As Air seems to have quietly fizzled out creatively, JB Dunckel has decided to step up where his band left off in energetic fashion. Through electronic and intergalactic aesthetic, Dunckel creates a world that sounds like sci-fi while discussing topics that barely feel out of our own possible future. While this record is definitely be more of a slow and heady listen for the most part, you will be rewarded the more you indulge it.
Dunckel leads with massive pop energy as the album opens on the triumphant energy of “Hold On” through emotional piano and trippy production. The constant build of energy does leave the song a from feeling truly satisfying at the end but the brilliant writing makes up for it a lot. “Love Machine” dives further into Dunckel’s world, as he fully immerses you in the range of its electronic mystery. Here however, Dunckel guides listeners through the underlying subtleties in his sound to make the sonic trip all the more fruitful.
“The Garden” waves up and down with spacey atmosphere, truly finding the middle point between entrancing pop and enigmatic scores. As tones of Bowie’s “Space Oddity” ripple through the song’s DNA, Dunckel’s hopeful tale of personal serenity feels like a blissful look to an alternate future. The buzzing bass of “Transhumanity” breathes life into the idea of evolution that Dunckel proposes, as we move from our own simple lifestyles. Through the lush production it’s easy to get lost in the swirl of sounds and drift between verses and choruses in an almost too seamless flow.
There’s a mesmerizing harmony to “Qwartz” that takes on a more cosmic energy as the song moves on, emulating parts Flaming Lips and Elton John. This extended interlude feels ripped right out of seventies sci-fi and creates a more romantic idea of what space could sound like. “Slow Down” rides its aesthetic with a heavy hand, as it slowly floats down from note to note. Though there’s a real weight to each of Dunckel’s key changes in the song, the track really feels like the most meandering on the album.

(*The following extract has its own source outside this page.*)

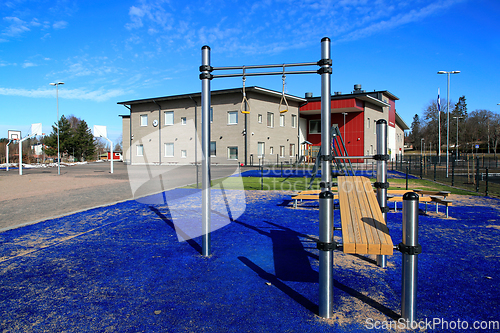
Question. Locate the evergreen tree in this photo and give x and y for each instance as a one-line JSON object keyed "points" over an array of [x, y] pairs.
{"points": [[66, 134], [415, 132], [84, 141]]}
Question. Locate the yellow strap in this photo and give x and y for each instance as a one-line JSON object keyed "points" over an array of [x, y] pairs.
{"points": [[283, 97]]}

“Space Age” however explores the more intergalactic qualities of Dunckel’s sound in great detail, as his delightfully digital energy transforms. As slow-burning as the track is, each break really fills the song with colour and a surprising roar of beauty. The off-kilter piano of “In Between Two Moons” may seems weird at first, but slowly fits the track’s sense of conflict as it moves on. Hearing the bass really kick up with the percussion and sonic solos flying every which way, you can really feel a sense of freedom in Dunckel’s writing even more than before.
While the similar piano crawls can feel a bit more tiresome on “Show Your Love” it’s wondrous how Dunckel seems to merge the worlds of Daft Punk and Pink Floyd while never feeling derivative. This electronic psychedelia is full of warmth and brings an amazing sense of wonder to the record. A slow and brooding swell of synths starts to meander on “Ballad Non Sense” but it truly opens up in its final moments. Rushes of bells and the powerful keyboard work really saves the song’s more free flowing energy.
One of the real gems of the album however is “Carpet Bombing” as the frantic bubbles of electronics make the grooves really come alive. More than any other song on the record, Dunckel really lets his funky side out for the album’s most dance-oriented jam. From here on out Dunckel embraces rhythm even more freely as he moves to even more dynamic arrangements in the drums and melodies. This more verse-chorus rush is exhilarating this far into the album and really feels like a release in its own right. Though “I Can Hear In Colors” steps back away from this somewhat disappointingly, its emotive writing keeps it fresh.